Article published Tuesday, September 14, 2004

FERC gets direction

THE feckless Federal Energy Regulatory Commission, which failed to protect California from the Enron-inspired energy crisis of 2000-2001, has finally been given a swift kick in the right direction by a federal appellate court.

The Ninth U.S. Circuit Court of Appeals upheld the state of California's contention that FERC can order another $3 billion or so in refunds on expensive long-term emergency contracts signed in the midst of the phony electricity shortage, engineered by Enron and other energy pirates.

State officials were forced to agree to the excessive contracts in the midst of rolling blackouts that began in May, 2000. As it turned out, there was no shortage of electricity, only market manipulation by Enron and a long list of power wholesalers.
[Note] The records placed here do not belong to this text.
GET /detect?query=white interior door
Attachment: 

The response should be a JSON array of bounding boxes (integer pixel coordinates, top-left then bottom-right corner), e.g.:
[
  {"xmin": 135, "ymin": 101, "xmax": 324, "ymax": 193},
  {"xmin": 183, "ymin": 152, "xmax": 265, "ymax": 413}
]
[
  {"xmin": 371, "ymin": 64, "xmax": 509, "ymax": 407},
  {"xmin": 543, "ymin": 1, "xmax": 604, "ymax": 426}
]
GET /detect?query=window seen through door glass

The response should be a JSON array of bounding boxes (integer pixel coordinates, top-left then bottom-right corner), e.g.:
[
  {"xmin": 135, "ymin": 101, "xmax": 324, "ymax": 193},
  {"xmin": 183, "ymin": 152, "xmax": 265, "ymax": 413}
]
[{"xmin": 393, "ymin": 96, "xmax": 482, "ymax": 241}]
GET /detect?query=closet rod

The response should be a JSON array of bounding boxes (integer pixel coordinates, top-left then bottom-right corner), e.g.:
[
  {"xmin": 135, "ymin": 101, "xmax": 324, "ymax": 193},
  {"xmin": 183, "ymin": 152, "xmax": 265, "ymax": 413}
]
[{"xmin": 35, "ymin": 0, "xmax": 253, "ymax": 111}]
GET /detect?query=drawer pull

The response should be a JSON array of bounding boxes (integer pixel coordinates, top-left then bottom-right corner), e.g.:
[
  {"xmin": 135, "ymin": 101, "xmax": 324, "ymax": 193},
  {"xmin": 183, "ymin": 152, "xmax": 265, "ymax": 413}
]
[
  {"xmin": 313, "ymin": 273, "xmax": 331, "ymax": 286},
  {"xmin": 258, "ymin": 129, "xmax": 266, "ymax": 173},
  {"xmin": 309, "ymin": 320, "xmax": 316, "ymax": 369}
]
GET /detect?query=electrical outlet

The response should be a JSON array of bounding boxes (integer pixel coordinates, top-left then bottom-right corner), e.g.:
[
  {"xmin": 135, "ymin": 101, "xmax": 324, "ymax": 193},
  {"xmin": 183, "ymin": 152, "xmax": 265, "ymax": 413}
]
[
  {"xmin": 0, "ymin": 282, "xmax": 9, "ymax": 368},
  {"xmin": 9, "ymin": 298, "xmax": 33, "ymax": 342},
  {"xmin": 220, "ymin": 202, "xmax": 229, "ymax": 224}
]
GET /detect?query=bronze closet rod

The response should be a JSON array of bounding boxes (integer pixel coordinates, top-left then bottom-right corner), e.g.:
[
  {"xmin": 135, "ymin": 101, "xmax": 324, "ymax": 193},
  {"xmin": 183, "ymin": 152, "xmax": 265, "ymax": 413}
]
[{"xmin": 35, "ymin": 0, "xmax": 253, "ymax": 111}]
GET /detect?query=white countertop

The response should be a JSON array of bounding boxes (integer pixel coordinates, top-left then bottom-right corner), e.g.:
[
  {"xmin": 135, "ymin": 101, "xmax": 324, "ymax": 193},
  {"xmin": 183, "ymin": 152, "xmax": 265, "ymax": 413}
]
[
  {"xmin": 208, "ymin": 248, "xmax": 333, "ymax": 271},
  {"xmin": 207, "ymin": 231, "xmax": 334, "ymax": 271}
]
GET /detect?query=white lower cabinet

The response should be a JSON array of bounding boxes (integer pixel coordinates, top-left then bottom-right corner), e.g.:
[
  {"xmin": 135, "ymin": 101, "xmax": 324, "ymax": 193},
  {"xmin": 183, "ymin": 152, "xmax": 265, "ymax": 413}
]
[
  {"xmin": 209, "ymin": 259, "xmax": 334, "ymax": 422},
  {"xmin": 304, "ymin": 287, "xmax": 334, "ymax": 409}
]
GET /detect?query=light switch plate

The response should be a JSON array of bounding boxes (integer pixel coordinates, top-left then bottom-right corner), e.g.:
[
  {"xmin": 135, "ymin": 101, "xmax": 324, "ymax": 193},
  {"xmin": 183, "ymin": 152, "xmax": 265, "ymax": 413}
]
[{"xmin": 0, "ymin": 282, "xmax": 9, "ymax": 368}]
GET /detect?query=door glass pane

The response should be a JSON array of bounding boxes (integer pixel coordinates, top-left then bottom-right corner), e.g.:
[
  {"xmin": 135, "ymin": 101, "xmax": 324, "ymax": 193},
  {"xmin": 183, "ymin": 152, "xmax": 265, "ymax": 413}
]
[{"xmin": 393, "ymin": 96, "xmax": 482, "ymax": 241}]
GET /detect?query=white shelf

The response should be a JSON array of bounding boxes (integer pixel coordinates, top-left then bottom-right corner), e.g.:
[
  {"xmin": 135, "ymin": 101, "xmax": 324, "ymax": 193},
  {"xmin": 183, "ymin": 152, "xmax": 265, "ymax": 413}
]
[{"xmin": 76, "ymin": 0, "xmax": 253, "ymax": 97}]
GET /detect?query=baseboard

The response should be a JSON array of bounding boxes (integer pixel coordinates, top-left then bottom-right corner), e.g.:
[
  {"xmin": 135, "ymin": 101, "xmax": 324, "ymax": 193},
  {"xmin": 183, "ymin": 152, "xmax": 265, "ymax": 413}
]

FERC had claimed it had no authority to allow more than $3.3 billion in refunds but the appeals court put it straight, saying the federal agency "may elect not to exercise its [authority] by requiring refunds, but it unquestionably has the power to do so."

How much of the $12 billion total in excess charges paid by Golden State utilities and their rate-payers will be refunded now is up to state officials, but the ruling is a victory on at least two other counts.

First, it lays bare the costly shenanigans that can be perpetrated against the public under the guise of electric deregulation and, second, it strips FERC and its Republican majority of excuses for not protecting consumers.

As Bill Lockyear, California's attorney general, put it, "The watchdog was sleeping during the robbery, it failed to enforce its own rules, and it unduly restricted remedies for consumers with artificial chains."

Under the decision, FERC retains the authority to oversee a market-based system for wholesale electricity, but at least the agency cannot claim it is powerless to do its job.